2. The high-precision satellite navigation signal interference identification method of light-weight deep learning according to claim 1, characterized in that: Step 1 includes a dataset of satellite navigation signals with various types of interference, including single-tone interference, multi-tone interference, linear frequency modulation interference, sinusoidal frequency modulation interference, narrowband noise frequency modulation interference, band-limited Gaussian noise interference, impulse interference, and interference-free satellite navigation signals.
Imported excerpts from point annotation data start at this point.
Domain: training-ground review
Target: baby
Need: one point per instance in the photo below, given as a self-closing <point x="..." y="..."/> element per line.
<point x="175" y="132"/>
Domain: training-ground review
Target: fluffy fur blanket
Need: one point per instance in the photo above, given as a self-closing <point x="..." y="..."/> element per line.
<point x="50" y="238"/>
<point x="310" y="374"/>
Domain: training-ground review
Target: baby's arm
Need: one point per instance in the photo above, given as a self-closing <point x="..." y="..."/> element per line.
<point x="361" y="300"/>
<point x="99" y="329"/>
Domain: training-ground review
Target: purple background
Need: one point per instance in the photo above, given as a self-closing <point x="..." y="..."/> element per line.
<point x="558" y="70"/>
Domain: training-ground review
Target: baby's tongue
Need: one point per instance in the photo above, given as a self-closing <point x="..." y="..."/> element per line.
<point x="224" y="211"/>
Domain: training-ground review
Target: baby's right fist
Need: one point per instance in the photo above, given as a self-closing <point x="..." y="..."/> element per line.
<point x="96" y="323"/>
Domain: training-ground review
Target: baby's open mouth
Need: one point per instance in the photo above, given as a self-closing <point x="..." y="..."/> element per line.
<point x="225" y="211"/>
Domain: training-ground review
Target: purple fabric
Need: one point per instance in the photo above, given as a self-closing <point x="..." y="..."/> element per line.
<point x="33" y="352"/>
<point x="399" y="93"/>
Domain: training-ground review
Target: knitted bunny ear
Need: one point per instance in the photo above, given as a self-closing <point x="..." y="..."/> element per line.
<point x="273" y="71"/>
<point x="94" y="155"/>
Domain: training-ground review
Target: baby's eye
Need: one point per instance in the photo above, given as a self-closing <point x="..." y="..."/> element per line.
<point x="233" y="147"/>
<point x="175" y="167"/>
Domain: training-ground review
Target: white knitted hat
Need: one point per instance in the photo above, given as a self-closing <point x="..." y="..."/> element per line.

3. The lightweight deep learning-based high-precision satellite navigation signal interference identification method according to claim 1, characterized in that: The DC removal in step 2 is done by applying to each satellite navigation jammer signal sample DC component removal: wherein, denotes the mean of the sample sequence, denotes the length of the sample sequence, denotes the zero-meaned sample after removing the direct current component; The fixed window slicing involves extracting signal segments of length N sampling points within a fixed time window, with the initial window position sliding sequentially at a fixed step size S. wherein, is a slice number, is a slice length, is a sliding step, is a sample point index within the window, denotes the signal value of the th sample point in the th slice; when the last segment is not enough N points, zero padding or truncation can be used to ensure the length of each segment is consistent; The power normalization includes: the first The average power of the segmented signal is: Then according to the target power The signal is scaled and normalized to obtain the final standardized time-domain signal sample: 。 4. The lightweight deep learning-based high-precision satellite navigation signal interference identification method according to claim 1, characterized in that: The lightweight satellite navigation signal interference identification model described in step 4 uses an improved inverse residual module (eIRB) as the basic unit to form a backbone network, and embeds a multi-scale time-frequency decoupled deep convolution and a symmetric efficient spatial channel attention mechanism (ESCA) within each eIRB. The lightweight satellite navigation signal interference identification model consists of an input layer, an initial feature extraction layer, a feature extraction backbone network formed by stacking multiple eIRBs, and a classification output layer.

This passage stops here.